Insurgencies can be classified into two types: those inspired by discontent classes and individuals, and the truly popular. The difference seems to have to do with the size of the society. In the vast rural areas of Russia and Ukraine, no one political figure hopes for decisive influence on masses of peasants, and revolts are accordingly rare. But when they do occur, they involve the entire society, as if the entire volume were boiling (the Bolshevik revolt was actually not a peasant revolution, but the Bolsheviks eventually imposed it on the peasants). In relatively small Western European countries, a small group of people can incite the entire population. The last type of revolt is characteristic of small Palestine, from the 1834 Peasant Revolt in Syria, instigated by the notables who lost their power to the Egyptian administration and by the Bedouin who lost their racketeering income from road tolls, all the way to the Second Intifada imposed on the Palestinian population by the military class of university dropouts. Common Arabs are conservative and unwarlike.

Like most peasants, they are pragmatic and conscious of their economic interests. They readily join mass robbery and assaults on civilians, eagerly participate in short-term protests (their version of baseball finals), but resist direct involvement in lengthy insurrections. Israel, accordingly, easily crushed Arab insurrections in the West Bank and Gaza by jailing and exiling their leaders and a few hundred operatives. The earlier occupational powers, the Ottomans and Mohammad Ali, enjoyed the major advantage of cultural commonality with the Palestinian Arabs, at least in terms of language and religion. The occupiers therefore could employ a very effective strategy against Palestinian insurrections inspired by just a few notables: setting the notables against each other (an easy task among the Palestinian clans). Israel, a power decidedly foreign to Palestinian Arabs, doesn’t enjoy such freedom to maneuver and achieves poor results trying to inflame the strife among Palestinian factions. Instead of the unconditional policy of dividing the Palestinian Arabs as much as possible at any time, Israel even promoted a unity government of Fatah and Hamas—obvious enemies and perfect candidates for an internecine Palestinian war—which would divert the guerrillas’ attention from Israel.

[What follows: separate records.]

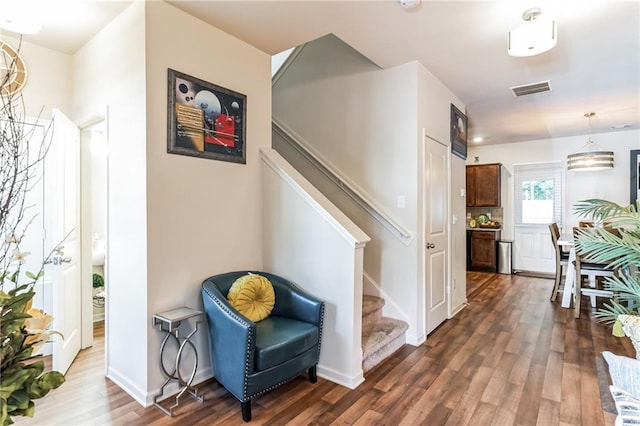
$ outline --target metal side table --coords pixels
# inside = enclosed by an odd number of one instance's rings
[[[185,392],[191,395],[198,402],[202,402],[204,400],[202,395],[198,395],[198,390],[191,386],[191,383],[193,382],[193,379],[196,375],[196,369],[198,368],[198,351],[191,341],[191,337],[193,337],[193,335],[198,331],[198,324],[202,322],[202,314],[203,313],[201,311],[183,307],[153,315],[153,325],[160,325],[160,330],[167,333],[167,335],[164,337],[164,340],[162,341],[162,345],[160,346],[160,367],[162,368],[162,373],[164,374],[166,379],[160,387],[160,393],[158,393],[153,398],[153,405],[158,407],[168,416],[173,416],[173,409],[180,404],[180,397],[184,395]],[[180,324],[182,323],[182,321],[186,321],[189,319],[193,319],[195,321],[194,328],[186,337],[180,337]],[[175,341],[178,345],[178,352],[176,354],[176,359],[173,364],[173,370],[171,372],[169,372],[169,370],[165,368],[164,365],[164,351],[169,340]],[[180,363],[182,361],[182,353],[187,346],[191,346],[191,349],[193,350],[194,362],[191,374],[187,379],[185,379],[180,373]],[[165,386],[167,386],[174,380],[178,382],[180,391],[176,395],[176,403],[169,407],[169,409],[166,409],[162,405],[160,405],[158,399],[164,394]]]

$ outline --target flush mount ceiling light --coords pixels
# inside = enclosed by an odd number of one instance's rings
[[[567,169],[573,171],[591,171],[613,169],[613,151],[599,150],[591,140],[591,117],[595,112],[587,112],[584,116],[589,120],[589,140],[577,153],[567,156]]]
[[[420,0],[398,0],[405,9],[413,9],[420,5]]]
[[[37,34],[41,24],[38,5],[24,0],[2,1],[0,9],[0,29],[18,34]]]
[[[535,7],[522,14],[524,24],[509,33],[507,52],[511,56],[535,56],[552,49],[558,42],[556,21],[541,17]]]

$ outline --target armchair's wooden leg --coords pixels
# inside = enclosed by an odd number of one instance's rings
[[[318,381],[318,375],[316,374],[315,365],[309,369],[309,381],[311,383],[316,383]]]
[[[251,421],[251,400],[247,402],[241,402],[240,406],[242,407],[242,420],[245,422]]]

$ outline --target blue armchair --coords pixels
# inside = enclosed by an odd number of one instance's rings
[[[231,285],[248,272],[214,275],[202,283],[213,376],[240,401],[245,422],[251,420],[254,396],[305,371],[317,381],[324,319],[324,302],[282,277],[251,271],[271,281],[275,305],[266,319],[250,321],[227,301]]]

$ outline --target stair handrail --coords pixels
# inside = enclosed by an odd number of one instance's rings
[[[275,116],[272,116],[271,124],[273,130],[282,136],[283,140],[287,142],[289,146],[309,161],[316,169],[318,169],[318,171],[320,171],[334,185],[340,188],[349,198],[378,221],[385,229],[391,232],[406,246],[409,246],[413,242],[414,236],[411,235],[409,231],[393,220],[391,216],[386,213],[381,206],[377,205],[377,203],[372,200],[371,196],[366,194],[363,189],[358,188],[354,183],[349,182],[333,167],[321,160],[319,156],[313,152],[313,149],[310,148],[309,144],[303,141],[303,138],[300,135],[297,135],[293,130],[288,129],[287,126]]]

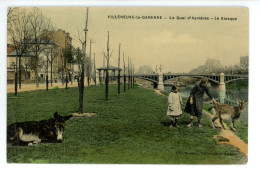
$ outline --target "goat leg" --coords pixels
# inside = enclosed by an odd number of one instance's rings
[[[233,131],[236,131],[235,120],[233,118],[231,119],[231,128],[232,128]]]
[[[216,126],[215,126],[215,120],[218,119],[218,117],[213,117],[212,120],[211,120],[211,125],[213,127],[213,129],[216,129]]]
[[[224,126],[224,124],[223,124],[223,121],[222,121],[221,115],[219,115],[219,122],[220,122],[222,128],[223,128],[224,130],[226,130],[226,128],[225,128],[225,126]]]

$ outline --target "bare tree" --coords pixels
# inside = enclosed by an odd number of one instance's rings
[[[130,89],[130,68],[129,68],[129,57],[128,57],[128,89]]]
[[[86,76],[87,76],[87,80],[88,80],[88,86],[90,84],[90,80],[92,78],[92,66],[93,66],[93,63],[92,63],[92,59],[91,59],[91,46],[92,44],[95,43],[92,39],[90,40],[90,48],[89,48],[89,56],[86,58]]]
[[[87,56],[86,55],[87,31],[88,31],[88,8],[86,10],[86,23],[85,23],[85,28],[84,28],[85,39],[84,39],[84,42],[82,42],[80,40],[81,43],[82,43],[82,55],[83,55],[81,60],[79,59],[79,61],[81,61],[81,68],[79,68],[80,74],[79,74],[79,84],[78,84],[78,88],[79,88],[79,109],[78,109],[78,112],[80,114],[83,114],[84,78],[85,78],[84,71],[85,71],[85,61],[86,61],[86,56]],[[80,67],[80,65],[79,65],[79,67]]]
[[[157,70],[158,69],[156,69],[156,73],[157,73]],[[151,66],[148,66],[148,65],[143,65],[143,66],[139,67],[137,73],[138,74],[152,74],[153,73],[153,68]]]
[[[14,22],[17,18],[19,18],[19,8],[18,7],[9,7],[7,9],[7,24],[10,22]]]
[[[130,84],[131,84],[131,88],[133,88],[133,64],[132,64],[132,59],[130,59]]]
[[[10,17],[10,18],[9,18]],[[21,58],[27,50],[27,45],[24,44],[26,40],[31,38],[31,27],[29,25],[30,18],[24,10],[14,8],[8,9],[8,38],[11,40],[12,45],[15,47],[16,57],[16,70],[15,70],[15,83],[17,84],[17,68],[19,67],[19,88],[21,89]],[[17,94],[17,85],[15,84],[15,94]]]
[[[40,54],[44,51],[45,46],[50,44],[53,29],[51,20],[46,18],[39,8],[33,8],[30,14],[30,27],[32,40],[30,40],[31,49],[35,56],[35,80],[36,86],[39,87],[38,67],[40,62]]]
[[[125,75],[125,53],[123,53],[123,61],[124,61],[124,92],[126,88],[126,75]]]
[[[133,64],[133,88],[135,87],[135,65]]]
[[[120,47],[121,47],[121,43],[119,43],[119,53],[118,53],[118,79],[117,79],[118,94],[120,94]]]
[[[106,101],[108,101],[108,84],[109,84],[109,72],[108,72],[108,70],[109,70],[109,59],[110,59],[110,57],[112,56],[112,52],[111,52],[111,54],[109,54],[109,31],[107,32],[108,34],[108,36],[107,36],[107,54],[105,55],[105,53],[104,53],[104,56],[105,56],[105,58],[106,58],[106,60],[107,60],[107,69],[106,69],[106,94],[105,94],[105,99],[106,99]]]
[[[46,56],[46,79],[45,80],[46,80],[46,91],[48,91],[49,90],[49,58],[52,53],[52,50],[45,49],[43,53]]]
[[[93,71],[93,78],[94,78],[95,86],[97,86],[96,55],[95,55],[95,53],[94,53],[94,71]]]
[[[53,61],[60,57],[60,48],[58,47],[58,52],[57,51],[53,51],[52,49],[52,52],[51,52],[51,57],[49,58],[49,62],[51,64],[51,86],[53,84]]]

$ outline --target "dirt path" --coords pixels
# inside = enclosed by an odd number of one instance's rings
[[[154,91],[157,94],[162,95],[160,90],[155,89]],[[203,111],[203,112],[207,115],[208,118],[211,119],[213,117],[212,114],[205,112],[205,111]],[[217,123],[217,125],[219,127],[221,127],[220,122],[218,120],[215,122]],[[228,144],[228,145],[234,146],[234,147],[238,148],[240,152],[242,152],[243,154],[248,156],[248,144],[245,143],[243,140],[241,140],[233,131],[229,130],[225,123],[224,123],[224,126],[225,126],[226,130],[221,129],[220,134],[214,136],[214,138],[217,140],[217,142],[219,144]]]
[[[68,83],[68,87],[77,87],[78,83],[77,82],[73,82],[73,84],[71,85],[71,83]],[[85,84],[86,86],[86,84]],[[64,85],[62,85],[62,83],[54,83],[53,86],[51,86],[49,84],[49,89],[55,88],[55,87],[59,87],[59,88],[65,88],[66,85],[64,83]],[[14,93],[14,85],[7,85],[7,93]],[[21,89],[19,89],[19,86],[17,88],[17,92],[24,92],[24,91],[33,91],[33,90],[46,90],[46,84],[39,84],[39,87],[36,87],[36,84],[22,84]]]
[[[213,115],[203,111],[209,118],[213,118]],[[221,127],[220,122],[215,121],[217,126]],[[221,129],[220,134],[214,136],[214,138],[218,141],[219,144],[228,144],[232,145],[240,150],[243,154],[248,156],[248,144],[241,140],[233,131],[229,130],[227,125],[223,122],[226,130]]]

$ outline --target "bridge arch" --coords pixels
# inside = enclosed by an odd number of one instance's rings
[[[167,77],[167,76],[165,76]],[[164,78],[164,82],[167,82],[169,81],[170,79],[179,79],[179,78],[182,78],[182,77],[191,77],[191,78],[199,78],[199,79],[202,79],[202,78],[207,78],[209,81],[213,82],[213,83],[216,83],[216,84],[219,84],[220,82],[218,80],[214,80],[210,77],[207,77],[207,76],[190,76],[190,75],[182,75],[182,76],[168,76],[168,78]],[[219,79],[219,78],[217,78]]]
[[[146,76],[136,76],[136,78],[147,80],[147,81],[150,81],[150,82],[153,82],[153,83],[158,83],[158,81],[157,81],[158,77],[157,76],[149,76],[149,77],[146,77]]]

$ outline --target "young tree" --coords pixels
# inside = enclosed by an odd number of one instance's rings
[[[46,56],[46,91],[48,91],[49,90],[49,57],[52,53],[52,50],[45,49],[43,53]]]
[[[129,57],[128,57],[128,89],[130,89],[130,68],[129,68]]]
[[[40,66],[40,54],[46,48],[45,46],[51,42],[52,32],[49,32],[53,29],[51,20],[46,18],[39,8],[33,8],[30,13],[30,27],[32,40],[29,43],[31,44],[32,52],[35,56],[35,80],[36,86],[39,87],[39,79],[38,79],[38,67]]]
[[[117,85],[118,85],[118,94],[120,94],[120,47],[121,43],[119,43],[119,54],[118,54],[118,79],[117,79]]]
[[[131,88],[133,88],[133,64],[132,60],[130,59],[130,83],[131,83]]]
[[[84,28],[85,39],[82,42],[82,59],[81,59],[81,70],[79,74],[79,109],[78,112],[83,114],[83,98],[84,98],[84,71],[85,71],[85,61],[86,61],[86,47],[87,47],[87,31],[88,31],[88,8],[86,11],[86,23]]]
[[[125,75],[125,53],[123,53],[123,61],[124,61],[124,92],[126,88],[126,75]]]
[[[89,56],[86,58],[86,76],[87,76],[87,80],[88,80],[88,86],[90,84],[90,80],[93,77],[92,76],[92,67],[93,67],[93,63],[92,63],[92,59],[91,59],[91,46],[92,43],[95,43],[92,39],[90,40],[90,48],[89,48]]]
[[[108,37],[107,37],[107,55],[104,54],[106,60],[107,60],[107,69],[106,69],[106,94],[105,94],[105,99],[106,101],[108,101],[108,84],[109,84],[109,59],[112,56],[112,53],[109,54],[109,31],[108,33]]]
[[[97,74],[96,74],[96,56],[94,53],[94,71],[93,71],[94,83],[97,86]]]
[[[30,18],[24,10],[19,8],[8,9],[7,32],[8,39],[12,42],[16,51],[16,70],[15,70],[15,94],[17,94],[17,68],[19,69],[19,88],[21,89],[21,58],[27,51],[26,40],[31,38],[31,27],[29,25]],[[18,65],[19,64],[19,65]]]
[[[73,49],[72,46],[66,46],[63,50],[63,56],[66,61],[65,64],[67,64],[67,63],[74,64],[75,63],[72,49]],[[67,69],[66,66],[65,66],[65,69]],[[67,87],[68,87],[68,71],[66,70],[66,89],[67,89]]]

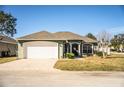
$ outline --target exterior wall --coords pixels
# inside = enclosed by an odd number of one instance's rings
[[[69,43],[75,43],[77,42],[79,44],[79,53],[80,56],[82,56],[83,53],[83,44],[81,41],[70,41]],[[65,49],[65,45],[64,45],[64,41],[28,41],[28,42],[23,42],[23,43],[18,43],[18,58],[22,59],[22,58],[27,58],[27,47],[33,47],[33,46],[58,46],[58,58],[62,59],[64,58],[64,49]],[[93,44],[92,45],[92,49],[93,48]],[[70,49],[70,46],[69,46]],[[91,53],[93,54],[93,52]]]
[[[23,54],[23,44],[22,43],[18,43],[18,58],[22,59],[24,58],[24,54]]]
[[[59,43],[59,46],[58,46],[58,58],[59,59],[63,58],[63,43]]]
[[[27,47],[33,47],[33,46],[42,46],[42,47],[56,47],[58,46],[57,42],[53,41],[29,41],[29,42],[24,42],[21,44],[18,44],[18,57],[19,58],[27,58]]]

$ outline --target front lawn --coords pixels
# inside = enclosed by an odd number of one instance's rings
[[[124,55],[111,55],[106,59],[97,56],[62,59],[57,61],[54,68],[69,71],[124,71]]]
[[[4,57],[4,58],[0,58],[0,64],[2,63],[6,63],[6,62],[11,62],[16,60],[16,57]]]

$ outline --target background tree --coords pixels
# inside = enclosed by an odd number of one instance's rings
[[[106,58],[110,45],[110,34],[106,31],[101,31],[100,33],[98,33],[97,40],[99,42],[99,51],[102,51],[103,58]]]
[[[111,46],[113,46],[116,51],[120,50],[122,52],[122,49],[124,48],[124,34],[115,35],[111,39]]]
[[[88,33],[86,37],[96,40],[96,37],[92,33]]]
[[[0,34],[13,37],[16,34],[16,20],[11,14],[0,11]]]

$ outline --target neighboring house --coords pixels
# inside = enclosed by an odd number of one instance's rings
[[[76,56],[93,54],[97,41],[72,32],[41,31],[17,39],[18,58],[64,58],[66,53]]]
[[[16,40],[0,35],[0,57],[15,56],[17,51]]]

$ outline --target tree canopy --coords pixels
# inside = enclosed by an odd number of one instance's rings
[[[16,34],[16,21],[10,13],[0,11],[0,34],[13,37]]]
[[[111,45],[117,50],[120,48],[120,45],[124,46],[124,34],[115,35],[111,39]]]
[[[91,38],[91,39],[93,39],[93,40],[96,40],[96,37],[95,37],[92,33],[88,33],[88,34],[86,35],[86,37],[89,37],[89,38]]]

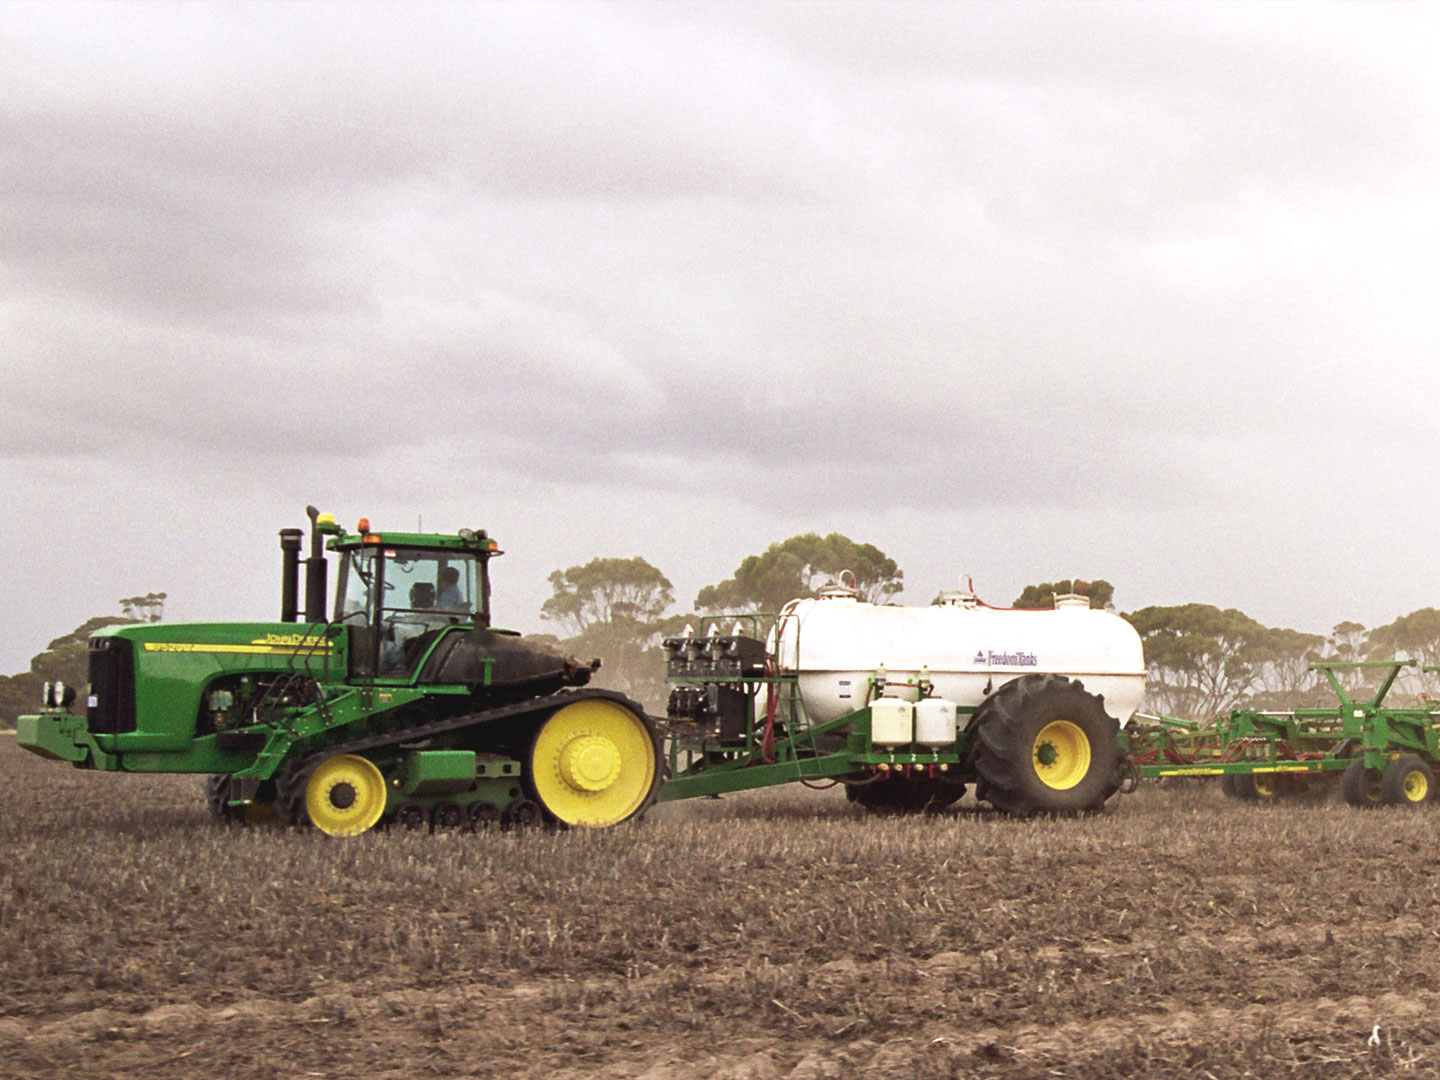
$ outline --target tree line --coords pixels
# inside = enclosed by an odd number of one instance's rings
[[[705,615],[777,612],[792,599],[817,595],[846,571],[847,584],[872,603],[893,601],[904,587],[904,573],[894,559],[839,533],[792,536],[747,556],[730,577],[702,588],[684,612],[674,610],[670,580],[645,559],[595,558],[550,575],[551,596],[540,615],[559,633],[540,636],[581,659],[599,657],[599,685],[663,712],[667,687],[661,642],[666,637],[687,624],[698,628]],[[1011,606],[1051,607],[1057,595],[1071,593],[1086,595],[1092,607],[1115,610],[1115,587],[1104,580],[1037,582]],[[46,682],[83,689],[90,634],[117,623],[158,622],[164,602],[164,593],[123,598],[119,617],[90,619],[50,642],[28,671],[0,676],[0,723],[13,725],[17,716],[37,709]],[[1317,661],[1413,657],[1440,664],[1440,611],[1435,608],[1373,629],[1342,622],[1329,634],[1265,626],[1234,608],[1201,603],[1121,614],[1145,646],[1146,711],[1169,716],[1208,719],[1239,707],[1323,707],[1333,694],[1324,676],[1310,670]],[[1353,669],[1340,677],[1348,692],[1363,694],[1375,674]],[[1418,673],[1407,673],[1397,692],[1419,696],[1424,682]]]

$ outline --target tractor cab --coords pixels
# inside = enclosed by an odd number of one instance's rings
[[[353,674],[408,677],[448,628],[489,627],[489,561],[501,552],[484,532],[380,535],[364,519],[354,534],[318,527],[340,556],[333,622],[349,630]]]

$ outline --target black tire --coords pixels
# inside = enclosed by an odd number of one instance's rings
[[[1230,781],[1227,794],[1243,802],[1274,802],[1290,793],[1287,778],[1275,773],[1227,773],[1221,778],[1221,790],[1226,780]]]
[[[1401,754],[1380,775],[1380,798],[1390,806],[1423,806],[1435,796],[1435,770],[1423,758]]]
[[[1120,725],[1103,699],[1063,675],[1006,683],[975,714],[974,731],[981,797],[998,810],[1089,812],[1120,789]]]
[[[1365,759],[1359,757],[1346,766],[1345,774],[1340,778],[1340,791],[1351,806],[1373,810],[1384,805],[1380,779],[1379,771],[1365,768]]]
[[[845,797],[856,806],[881,814],[935,813],[965,797],[965,785],[926,778],[890,777],[866,784],[849,784]]]

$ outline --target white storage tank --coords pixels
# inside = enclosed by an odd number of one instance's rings
[[[1066,675],[1103,697],[1105,711],[1122,726],[1145,696],[1140,635],[1084,601],[1029,611],[959,594],[928,607],[898,607],[867,604],[837,588],[787,604],[770,644],[781,673],[799,676],[812,725],[866,705],[869,680],[882,667],[887,694],[905,696],[895,684],[918,682],[923,673],[932,696],[960,706],[979,705],[1022,675]]]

Moralistic Israel is also bereft of another strategic asset that benefited the Ottomans, Egyptians, and British occupiers: a show cruelty. Palestinian Arabs are used to dismal living conditions, barbaric lifestyles, and routine cruelty from ritual slaughter of sheep to police brutality. Slight repressions don’t deter them. Previous occupiers proved themselves serious by burning the rebelling towns and taking measures against the rebellious population. Failure to show the expected cruelty positions Israel in the Arabs’ eyes as a feminized weakling and makes submission to her dishonorable. On the other hand, submission to a cruel, manly power is pragmatic and therefore honorable for Arabs. Israel also avoids punishments specifically frightening to Muslims (such as decapitation and burial in pigskins), and to Arab peasants (such as confiscation of firearms and forced conscription). Egyptians made their Palestinian Arab conscripts fight their brethren in the 1834 revolt, but Israel wrongly imagines the Arabs would refuse even civil service; they won’t refuse if pushed hard enough.